Notes on Use

Each of the ITPACKV solution modules scales the linear system to a unit diagonal system prior to iterating and unscales it upon termination. This reduces the number of arithmetic operations, but it may introduce small changes in the coefficient matrix COEF(*,*) and the right hand side vector RHS(*) due to round-off errors in the computer arithmetic. The scaling involves the diagonal matrix $D^{\frac{1}{2}}$ of square roots of the diagonal entries of the linear system, that is,

$$(D^{-\frac{1}{2}}AD^{-\frac{1}{2}})(D^{\frac{1}{2}}u) = (D^{-\frac{1}{2}}b).$$

The algorithms iterate until convergence is reached based on the relative accuracy requested via the stopping criterion set in RPARM(1) for the scaled solution vector $(D^{\frac{1}{2}}u)$. Unscaling solves for u and returns the linear system to its original form subject to roundoff errors in the arithmetic. When requested, a red-black permutation of the linear system will be done before and after the iterative algorithm is called. Otherwise, the linear system is used in the order it is given. If SOR(), SSORCG(), or SSORSI() is called, ITPACKV will attempt to segregate the parts of COEF(*,*) and JCOEF(*,*) corresponding to the upper and lower triangular parts of the matrix A into separate columns. Since this will in general take more storage, it may not be possible if MAXNZ (the column dimension of COEF(*,*) and JCOEF(*,*)) is too small. In this case the algorithms will operate on the existing data structure, but performance will be degraded. Segregation of L and U increases the vectorizability of these algorithms. In the case that red-black ordering is used with SOR(), SSORCG(), or SSORSI(), then no attempt to segregate L and U is made. The Successive Overrelaxation (SOR) method has been shown to be more effective with the red-black ordering than with the natural ordering for some problems. In the SOR algorithm, the first iteration uses $\omega=1$ and the stopping criterion is set to a large value so that at least one Gauss-Seidel iteration is performed before an approximate value for the optimum relaxation parameter is computed.

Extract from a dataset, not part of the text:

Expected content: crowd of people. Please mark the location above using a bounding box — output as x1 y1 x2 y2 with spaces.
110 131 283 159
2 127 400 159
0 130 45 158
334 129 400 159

Optional features of this package are red-black ordering, effective removal of rows and columns when the diagonal entry is extremely large, and error analysis. In the event that one is not using some of these options and needs additional memory space for a very large linear system, the relevant subroutines which can be replaced with dummy subroutines are as follows: red-black ordering [PRBNDX(), PERMAT(), PERVEC()], removal of rows [SBELM()], error analysis [PERROR()]. The iterative algorithms used in ITPACKV are quite complicated and some knowledge of iterative methods is necessary to completely understand them. The interested reader should consult the references for details of the algorithms.